Lingga, LintasKepri.com – Aktivis muda Kabupaten Lingga, Mandala, angkat bicara terkait salah satu oknum camat yang dipanggil pihak Bawaslu setempat karena diduga mendukung salah satu paslon peserta Pilkada.
Mandala menduga Bawaslu Lingga ditunggangi kepentingan politik salah satu paslon Bupati dan Wakil Bupati Lingga.
“Saya menduga Bawaslu Lingga sudah tidak profesional. Hal itu berdasarkan beberapa hal yang saat ini sedang diusut Bawaslu terkesan tidak mendasar,” ujar Mandala dijumpai di Kelurahan Pancur Kecamatan Lingga Utara, Kamis (22/10).
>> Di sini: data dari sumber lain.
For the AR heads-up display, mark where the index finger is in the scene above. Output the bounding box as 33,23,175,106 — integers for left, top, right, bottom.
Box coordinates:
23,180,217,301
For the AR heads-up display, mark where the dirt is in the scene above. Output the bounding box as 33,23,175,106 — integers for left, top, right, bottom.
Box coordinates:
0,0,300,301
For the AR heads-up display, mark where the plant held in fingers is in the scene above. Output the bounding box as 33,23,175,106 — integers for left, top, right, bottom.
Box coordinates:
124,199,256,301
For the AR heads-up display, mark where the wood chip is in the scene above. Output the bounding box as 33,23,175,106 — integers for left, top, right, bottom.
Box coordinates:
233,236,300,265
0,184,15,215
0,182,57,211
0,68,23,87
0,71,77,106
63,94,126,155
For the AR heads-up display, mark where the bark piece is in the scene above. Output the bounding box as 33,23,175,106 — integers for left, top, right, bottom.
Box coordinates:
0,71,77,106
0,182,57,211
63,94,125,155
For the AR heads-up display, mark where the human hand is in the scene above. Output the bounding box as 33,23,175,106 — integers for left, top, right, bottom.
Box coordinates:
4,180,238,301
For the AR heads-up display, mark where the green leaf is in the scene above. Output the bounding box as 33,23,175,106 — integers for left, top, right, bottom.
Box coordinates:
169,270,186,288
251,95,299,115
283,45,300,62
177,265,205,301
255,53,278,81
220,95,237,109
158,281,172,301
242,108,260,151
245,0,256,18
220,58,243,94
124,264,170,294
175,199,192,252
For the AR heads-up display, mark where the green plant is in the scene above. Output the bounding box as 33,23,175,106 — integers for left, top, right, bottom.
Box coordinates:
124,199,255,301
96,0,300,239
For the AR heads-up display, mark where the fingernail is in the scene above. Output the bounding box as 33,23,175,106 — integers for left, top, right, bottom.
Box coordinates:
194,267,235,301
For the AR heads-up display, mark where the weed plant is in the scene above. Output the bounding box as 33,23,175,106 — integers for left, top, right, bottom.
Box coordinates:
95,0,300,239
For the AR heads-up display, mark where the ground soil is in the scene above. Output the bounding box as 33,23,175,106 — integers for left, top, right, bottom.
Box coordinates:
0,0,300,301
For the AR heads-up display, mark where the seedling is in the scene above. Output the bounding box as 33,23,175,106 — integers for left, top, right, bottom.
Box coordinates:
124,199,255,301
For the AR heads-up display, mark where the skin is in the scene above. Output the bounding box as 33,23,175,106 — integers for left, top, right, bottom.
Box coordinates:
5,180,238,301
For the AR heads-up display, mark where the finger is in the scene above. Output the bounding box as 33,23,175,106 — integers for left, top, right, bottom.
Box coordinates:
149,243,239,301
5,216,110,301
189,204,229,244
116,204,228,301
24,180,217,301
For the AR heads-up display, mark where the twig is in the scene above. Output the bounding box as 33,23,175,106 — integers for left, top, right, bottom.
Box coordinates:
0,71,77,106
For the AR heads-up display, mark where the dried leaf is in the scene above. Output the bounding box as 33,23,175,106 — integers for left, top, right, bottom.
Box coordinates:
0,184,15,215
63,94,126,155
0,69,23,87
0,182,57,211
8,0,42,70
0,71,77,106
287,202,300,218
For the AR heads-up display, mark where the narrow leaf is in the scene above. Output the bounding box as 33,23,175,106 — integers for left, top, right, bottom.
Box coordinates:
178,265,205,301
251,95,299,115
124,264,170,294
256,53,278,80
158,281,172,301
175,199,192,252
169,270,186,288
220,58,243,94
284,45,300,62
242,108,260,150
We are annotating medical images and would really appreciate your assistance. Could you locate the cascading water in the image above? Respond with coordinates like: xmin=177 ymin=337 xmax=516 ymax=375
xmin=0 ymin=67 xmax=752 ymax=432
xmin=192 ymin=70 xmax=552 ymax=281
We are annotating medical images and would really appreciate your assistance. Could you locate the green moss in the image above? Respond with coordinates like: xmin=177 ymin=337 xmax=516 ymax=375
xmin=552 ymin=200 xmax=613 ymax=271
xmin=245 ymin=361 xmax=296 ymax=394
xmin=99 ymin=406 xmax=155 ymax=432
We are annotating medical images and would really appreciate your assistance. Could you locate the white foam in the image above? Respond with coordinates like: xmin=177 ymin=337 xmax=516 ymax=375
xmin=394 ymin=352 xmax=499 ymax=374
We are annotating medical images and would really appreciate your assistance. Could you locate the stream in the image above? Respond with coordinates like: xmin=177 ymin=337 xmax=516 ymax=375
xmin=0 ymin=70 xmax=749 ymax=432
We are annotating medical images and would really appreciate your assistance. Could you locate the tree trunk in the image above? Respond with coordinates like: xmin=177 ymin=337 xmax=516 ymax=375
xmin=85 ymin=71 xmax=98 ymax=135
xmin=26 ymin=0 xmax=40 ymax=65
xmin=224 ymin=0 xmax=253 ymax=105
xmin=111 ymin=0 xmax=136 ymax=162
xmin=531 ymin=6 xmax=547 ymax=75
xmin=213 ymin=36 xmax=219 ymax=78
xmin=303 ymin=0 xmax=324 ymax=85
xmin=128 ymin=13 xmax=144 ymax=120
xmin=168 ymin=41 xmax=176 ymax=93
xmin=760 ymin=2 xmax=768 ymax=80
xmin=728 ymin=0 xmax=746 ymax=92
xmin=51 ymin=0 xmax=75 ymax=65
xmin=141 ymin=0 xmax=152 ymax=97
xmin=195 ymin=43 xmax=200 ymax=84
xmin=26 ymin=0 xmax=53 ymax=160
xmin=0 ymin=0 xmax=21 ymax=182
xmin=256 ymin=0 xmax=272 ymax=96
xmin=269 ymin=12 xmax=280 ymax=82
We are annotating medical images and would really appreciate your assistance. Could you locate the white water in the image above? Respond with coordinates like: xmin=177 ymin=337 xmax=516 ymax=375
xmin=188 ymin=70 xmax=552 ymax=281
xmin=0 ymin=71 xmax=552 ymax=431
Menurutnya, Bawaslu seakan-akan tidak dapat bekerja secara netral. Karena, dari sebelum masuknya masa kampanye hingga sekarang ini, Bawaslu terkesan tajam ke bawah bagi ASN.
“ASN kan mempunyai hak pilih namun saat ini mereka seperti di cabut Hak Berdemokrasi,” tegas Mandala.
Kata dia, seharusnya Bawaslu Lingga lebih jeli melihat permasalahan.
“Jangan tipis kuping, sanggup menumbalkan orang yang tidak bersalah karena kepentingan,” tutur Mandala.
Dia menjelaskan, saat ini ASN dituntut untuk bersikap netral tidak memihak kepada masing-masing pasangan calon peserta Pilkada. Disisi lain ASN mempunyai hak pilih dalam pemilihan kepala daerah.
“Dalam arti boleh ikut berpartisipasi mencoblos. Hal semacam ini membuat ambiguitas bagi para ASN,” nilai Mandala.
Dia mengungkapkan, netralitas jika didefinisikan adalah sikap netral tidak memihak.
“Bagaimana mungkin jika seorang ASN yang dituntut netral tapi boleh mencoblos. Jadi, dalam hal ini ASN dipandang harus kemudian menaruh rasa netral. Diperjelas dimana letak posisi kata netral khusus untuk ASN,” terangnya.
Diketahui, dalam peraturan pemerintah nomor 37 tahun 2004, jelas bahwa larangan yang dimaksud apabila ASN menjadi pengurus atau anggota partai politik.
Dalam surat edaran Menpan SE/08.A/M.PAN/5/2005 tentang netralitas pegawai negeri sipil dijelaskan bahwa ASN dilarang terlibat dalam kegiatan kampanye untuk mendukung calon Kepala atau Wakil Kepala Daerah.
“Pertanyaannya kapan dikatakan seorang ASN terlibat dalam kegiatan kampanye? Dalam PP. No. 53 Tahun 2010, dijelaskan bahwa setiap Pegawai Negeri Sipil (PNS) harus menjaga netralitas dalam Pemilu, seperti tidak boleh menjadi tim sukses, tim kampanye, atau hanya ucapan dukungan atau berpoto bersama calon menggunakan simbol-simbol tertentu terhadap calon kepala daerah yang akan ikut dalam Pilkada,” paparnya.
“Banyak contoh bisa kita lihat oknum ASN yang dipanggil oleh Bawaslu karena diduga tidak bersifat netral dalam Pilkada. Seperti menghadiri undangan, berfoto bersama dan lain sebagainya yang berbau simbol-simbol tertentu di dalam foto yang menyebabkan ASN tersebut dipanggil,” tambah Mandala.
Dia juga mempertanyakan apakah semua laporan yang dilaporkan kepada Bawaslu harus diproses tanpa adanya filter.
Jika demikian adanya, bisa-bisa terjadi banyak ASN yang akan dirugikan. Misalnya, karena ada laporan tertentu yang menyebabkan ASN tersebut dipanggil oleh Bawaslu.
Pertama, ASN tersebut habis waktu untuk menghadiri panggilan. Kedua, belum lagi diberitakan oleh media, menanggung malu karena diberitakan.
“Apakah hal semacam ini tidak rentan untuk dimanfaatkan oleh oknum-oknum tertentu?,” tanya Mandala.
Aktivis muda Lingga ini berharap, kasus seperti itu diperjelas agar para ASN tidak merasa dirugikan atau dirampas hak-haknya untuk berdemokrasi.